Whither spirituality?

A friend recently passed on an article from the Toronto Star published on December 26, 2018 entitled “A New Type of Church for the Community”.  This kind of article turns up infrequently – usually in a slow news period – in which the reporter presumably tries to find a new thread of hope in what is generally seen as a declining religious presence.  In this case, it’s a storefront church, with white plastic chairs, a row of computers against a wall lined with Bible verses – an example of a concept called a church plant.  Interestingly the concept is supported and funded by existing denominations as the answer to their failing numbers and impact.

 The writer goes on predictably to report the decline in numbers in religious affiliation and the storefront pastor’s seeing this as an opportunity to meet local needs for faith in a neighborhood setting.  Like more conventional denominations, the storefront already has programs, services at times other than Sunday, and responses to other immediate social needs. We also learn that this plant is supported by an organization called Church Planting Canada which is using modern marketing methodology with Facebook video ads and expensively designed websites free from denominational affiliation.  All this is totally predicable based on what the late writer Phyllis Tickle told the book publishing industry and the traditional denominations twenty years ago.  Her book, The Great Emergence outlined the cultural changes affecting religious life in Europe and the United States that were happening decades earlier.

 Among these changes is the reality that science and technology are the primary cultural forces - but there are others.  The doubts of Albert Schweitzer that the Jesus of Nazareth was the the Christ of history led to new scholarship.  Pentecostalism is a new and growing religion – and incidentally forms the base of Church Planting Canada. Alcoholics Anonymous is a strong healing ministry that calls on a nameless higher power and anticipated the rebirth of the small group movement – and more often than not meets in Church basements. Self-help dominates as a literary form.  While immigration is front-and-centre of the news today – with the misguided narrative that immigrants are all terrorists - except that we ourselves are mostly descendants of  immigrants who destroyed the habitats and spirituality of our native people. We now live in multicultural environments where the teachings of other religions have seeped into our consciousness.  And I find it fascinating that most of these profound changes have occurred in my own lifetime since the end of the second world war.

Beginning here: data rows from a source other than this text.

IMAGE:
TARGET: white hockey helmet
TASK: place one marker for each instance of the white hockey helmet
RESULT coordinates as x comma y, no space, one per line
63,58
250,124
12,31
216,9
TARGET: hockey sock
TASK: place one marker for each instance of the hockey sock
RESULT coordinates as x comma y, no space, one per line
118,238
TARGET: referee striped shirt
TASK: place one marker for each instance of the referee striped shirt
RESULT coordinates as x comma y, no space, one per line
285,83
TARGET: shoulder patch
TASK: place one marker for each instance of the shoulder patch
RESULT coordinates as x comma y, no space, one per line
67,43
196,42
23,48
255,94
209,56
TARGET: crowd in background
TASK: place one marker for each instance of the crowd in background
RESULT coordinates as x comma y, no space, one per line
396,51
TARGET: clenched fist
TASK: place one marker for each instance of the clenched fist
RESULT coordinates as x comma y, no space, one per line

 While the planters are hopeful, it is instructive that their projects cost $50, 000 to $100,000 in grants in their initial year and considerable additional ones in the years following – ending up with exactly the same challenges that conventional churches face. Leaders often burn out quickly like those of any start-up in the arts or technology and the next set of leaders institutionalize the project.

Tickle in her essay also talks about the three strands of any religion – the approach to spirituality and recognition of the divine - the institutional framework and how it deals with leadership, formation, property, statutes, governance - and the approach to morality. In a recent article in the New York Times, the writer Donna Freitas notes an interesting feature of formation that I should pay more attention to – the fact that writers are discouraged by their editors for writing on the subject of religion for their young adult readers.  Sex is fine – and so are LGBTQ topics - but faith is off limits unless you lampoon it.  And I find in my own experience of working with young people from toddlers to teens - from learning to be nice, to learning the intricacies of liturgy, denominational history and pretty literal reading of scripture - that the one thing we hardly ever talk about is spirituality.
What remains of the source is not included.